Kimsenin futbolu küçümseme lüksü yoktur

Vedat LEVENT Köşe Yazısı
9 Ocak 2008 Çarşamba
Irak, zor günler geçiriyor. İç savaş almış başını gidiyor. Her gün bombalar patlıyor, her gün yüzlerce insan ölüyor, her gün kardeş kardeşi kesiyor… Anneler, acaba bugün çocuklarım, kocam, akrabalarım eve sağ salim dönebilecek mi korkusu içinde. İstatistiklere göre Irak’ta yaşayan her aile savaşa en az bir yakınını kurban vermiş.
İşte böyle bir ülke Irak… Dünya kamuoyunun her gün patlayan bombalara duyarsızlaştığı, akan gözyaşlarının sokaktaki kana karıştığı, silah ve bombaların peynir ekmek fiyatına satıldığı, şiddetin hayat tarzına dönüştüğü, cehennemin yeryüzündeki belki de en doğru tasviri…
Geçen gün ajansa düşen artık duyarsızlaştığımız Irak haberleri arasında, dört satırlık bir yazı dikkatimi çekti. Irak ile Vietnam Asya Kupası çeyrek finalinde karşılaşmış, maç Irak’ın 2- 0 üstünlüğü ile sona ermişti. Irak, Asya Kupası’nda yarı finale yükselmiş ve rakibinin belli olması için İran- Güney Kore maçının galibini beklemeye başlamıştı.
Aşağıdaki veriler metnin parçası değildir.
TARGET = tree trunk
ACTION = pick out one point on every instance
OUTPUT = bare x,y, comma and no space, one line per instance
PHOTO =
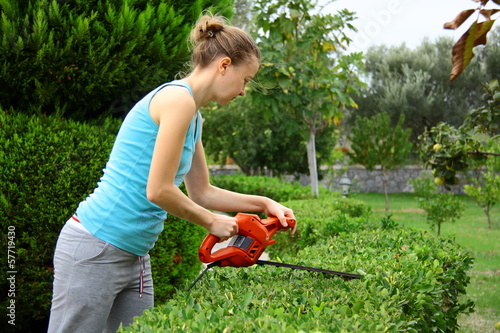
384,185
487,212
311,158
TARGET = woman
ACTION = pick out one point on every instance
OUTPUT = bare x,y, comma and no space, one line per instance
102,268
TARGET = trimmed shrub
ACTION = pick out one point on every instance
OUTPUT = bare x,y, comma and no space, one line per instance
47,166
411,283
85,58
322,218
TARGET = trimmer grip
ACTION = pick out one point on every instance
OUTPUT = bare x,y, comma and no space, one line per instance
205,252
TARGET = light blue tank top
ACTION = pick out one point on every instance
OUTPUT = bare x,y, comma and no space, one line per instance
118,210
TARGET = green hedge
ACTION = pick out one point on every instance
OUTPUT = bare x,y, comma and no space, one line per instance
322,218
47,166
83,58
411,282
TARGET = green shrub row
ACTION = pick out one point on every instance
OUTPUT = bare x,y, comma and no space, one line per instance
47,166
412,282
322,218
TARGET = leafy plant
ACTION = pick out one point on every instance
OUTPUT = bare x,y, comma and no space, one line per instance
440,207
375,143
304,72
412,282
83,59
449,150
485,188
474,36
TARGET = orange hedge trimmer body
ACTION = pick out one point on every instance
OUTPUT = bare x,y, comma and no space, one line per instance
245,249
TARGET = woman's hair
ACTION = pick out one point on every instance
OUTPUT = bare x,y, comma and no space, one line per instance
212,36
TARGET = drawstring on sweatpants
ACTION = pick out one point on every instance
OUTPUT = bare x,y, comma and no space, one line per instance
142,270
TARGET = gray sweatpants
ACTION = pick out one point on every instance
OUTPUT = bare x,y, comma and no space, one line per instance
96,285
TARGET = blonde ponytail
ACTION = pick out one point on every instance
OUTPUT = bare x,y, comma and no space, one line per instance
213,36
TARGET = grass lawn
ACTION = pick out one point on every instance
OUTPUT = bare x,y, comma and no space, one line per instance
471,231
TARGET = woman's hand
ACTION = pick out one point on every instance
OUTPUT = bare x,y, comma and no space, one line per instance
276,209
223,226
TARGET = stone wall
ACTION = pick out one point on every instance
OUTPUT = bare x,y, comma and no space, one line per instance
363,181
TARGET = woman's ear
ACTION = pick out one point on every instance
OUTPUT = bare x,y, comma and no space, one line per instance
224,64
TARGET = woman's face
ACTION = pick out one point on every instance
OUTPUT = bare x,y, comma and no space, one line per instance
235,78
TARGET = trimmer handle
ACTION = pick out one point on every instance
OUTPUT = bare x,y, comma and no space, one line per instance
254,235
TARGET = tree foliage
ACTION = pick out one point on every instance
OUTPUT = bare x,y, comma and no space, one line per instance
449,150
304,72
260,144
463,50
414,82
375,143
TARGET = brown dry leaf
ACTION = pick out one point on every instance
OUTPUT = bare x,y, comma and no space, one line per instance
461,18
488,12
463,49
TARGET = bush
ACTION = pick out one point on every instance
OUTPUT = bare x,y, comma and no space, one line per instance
322,218
411,283
88,57
47,166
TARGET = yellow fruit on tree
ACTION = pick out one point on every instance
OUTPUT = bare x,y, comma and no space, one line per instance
437,147
439,181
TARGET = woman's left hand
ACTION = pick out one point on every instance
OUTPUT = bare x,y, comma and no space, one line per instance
276,209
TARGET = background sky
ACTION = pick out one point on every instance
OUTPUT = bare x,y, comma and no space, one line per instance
393,22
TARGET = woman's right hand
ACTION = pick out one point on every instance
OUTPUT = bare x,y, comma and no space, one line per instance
223,226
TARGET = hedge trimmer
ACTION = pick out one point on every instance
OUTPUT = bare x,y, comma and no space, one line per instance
245,249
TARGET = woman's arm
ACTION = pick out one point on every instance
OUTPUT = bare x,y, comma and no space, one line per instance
211,197
173,109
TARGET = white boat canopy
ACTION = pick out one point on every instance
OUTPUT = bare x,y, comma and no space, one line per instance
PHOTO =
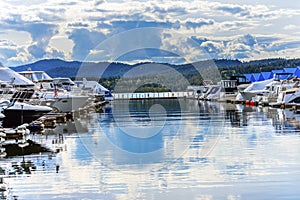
36,76
11,77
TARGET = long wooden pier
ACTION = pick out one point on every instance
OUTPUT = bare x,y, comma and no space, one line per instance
149,95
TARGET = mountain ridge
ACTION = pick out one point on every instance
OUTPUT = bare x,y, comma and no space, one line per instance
62,68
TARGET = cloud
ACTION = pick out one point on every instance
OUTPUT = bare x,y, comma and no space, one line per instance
198,23
223,29
84,41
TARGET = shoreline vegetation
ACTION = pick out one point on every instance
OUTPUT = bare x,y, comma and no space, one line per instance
155,77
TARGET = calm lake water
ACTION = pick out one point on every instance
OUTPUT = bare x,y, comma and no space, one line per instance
168,149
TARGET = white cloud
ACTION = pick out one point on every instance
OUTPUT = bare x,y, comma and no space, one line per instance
72,28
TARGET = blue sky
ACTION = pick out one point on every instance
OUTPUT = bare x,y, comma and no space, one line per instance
155,30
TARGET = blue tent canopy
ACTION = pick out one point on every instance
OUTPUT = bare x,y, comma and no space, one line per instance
290,70
255,77
248,76
277,71
266,75
297,72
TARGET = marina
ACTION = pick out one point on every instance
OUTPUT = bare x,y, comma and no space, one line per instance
214,138
227,151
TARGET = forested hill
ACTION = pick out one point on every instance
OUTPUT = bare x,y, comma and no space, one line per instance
60,68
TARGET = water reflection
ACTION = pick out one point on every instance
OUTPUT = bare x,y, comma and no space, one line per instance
202,150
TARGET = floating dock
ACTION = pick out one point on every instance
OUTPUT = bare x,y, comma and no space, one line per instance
149,95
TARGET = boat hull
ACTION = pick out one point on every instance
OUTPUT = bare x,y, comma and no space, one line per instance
15,117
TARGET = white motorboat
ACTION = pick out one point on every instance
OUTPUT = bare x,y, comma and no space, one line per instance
49,92
18,113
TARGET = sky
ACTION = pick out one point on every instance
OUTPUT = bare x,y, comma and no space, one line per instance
148,30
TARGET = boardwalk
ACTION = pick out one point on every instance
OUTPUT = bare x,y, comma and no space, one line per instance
151,95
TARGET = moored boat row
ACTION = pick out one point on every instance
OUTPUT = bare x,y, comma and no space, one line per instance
282,89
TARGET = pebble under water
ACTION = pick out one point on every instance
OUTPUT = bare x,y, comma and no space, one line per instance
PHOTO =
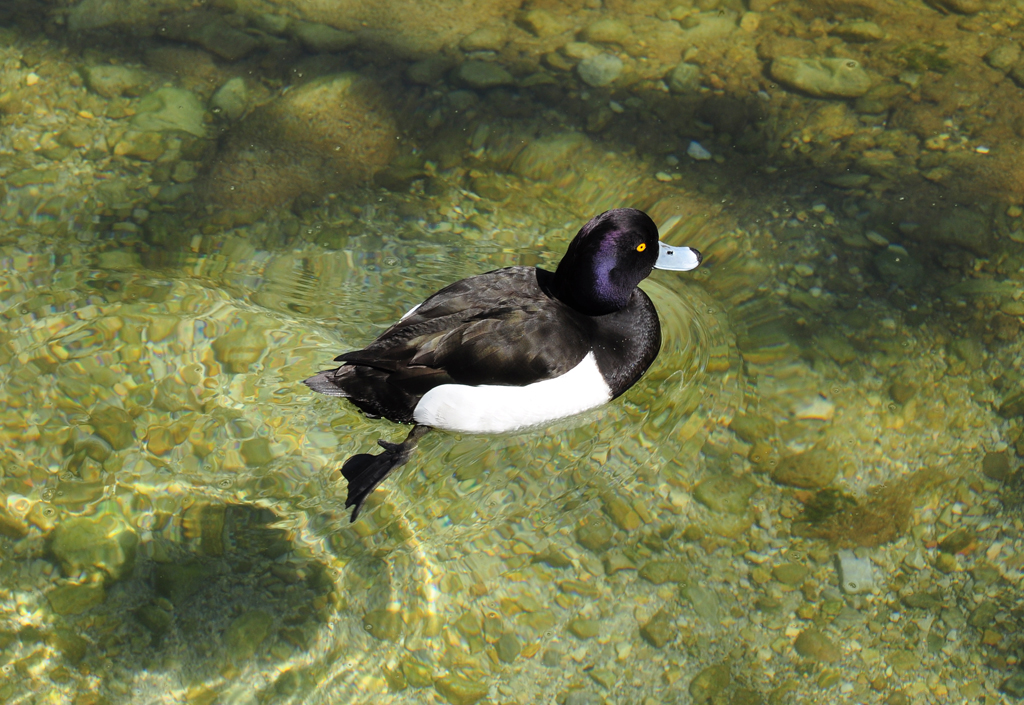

Maçın son düdüğü ile birlikte Irak, sokaklara döküldü. Ülke, bayraklarla gelin gibi süslendi. Bir futbol maçı,  beş yıldır kardeşi kardeşe kırdırtan savaştan bir geceliğine de olsa eser bırakmadı. Düşmanlıklar evde bırakıldı, sokaklarda omuz omuza halaylar çekildi… Bir gece de olsa Iraklılar kardeş olduklarını hatırladılar… Bir gece de olsa aslında buluşabilecekleri ortak birçok paydaları olduğunu gördüler… Bir gece de olsa gülüp eğlendiler…
Kanın oluk gibi aktığı bu ülkeyi bir geceliğine de olsa güldüren olay bir futbol maçıydı. Bir futbol maçı düşmanlıkları unutturabiliyor, bütün bir halkı sokağa dökebiliyordu.
Dünya üzerinde başka bir güç, böylesine bölünmüş bir Irak’ı kol kola sokağa dökebilir miydi? Mesela bir ekonomik başarı? Mesela sevilen bir devlet başkanının seçilmesi? Mesela siyasi devrim?
Cevabını hemen verelim: Hayır, dökemezdi! Çünkü bunların hepsi belirli gruplara hitap eden olaylar. Bu örneklerin hepsinde bir sevinen var… Ancak bir de üzülen…
Futbol da ise herkes seviniyor! Çünkü futbol, insanoğlunun en masum duygularına, son yarım yüzyılın en vahşi günlerini yaşasak da, hala hitap edebiliyor.
Çünkü futbol, Simon Kuper’in de dediği gibi halkın sporu... Ve neredeyse her şeyin, hatta devletlerin bile burjuvazinin kontrolünde olduğu günümüzde hala “halkın” kalan tek değer...
Irak’taki olay, Honduras- El Salvador maçı gibi futbol tarihinin en aşırı uçtaki  örnekleri arasına girmeye hak kazanmıştır… Ajansa düşen dört satır haberin ardında aslında hepimizin alması gereken önemli mesajlar vardır…
Kimsenin futbolu küçümseme lüksü yoktur.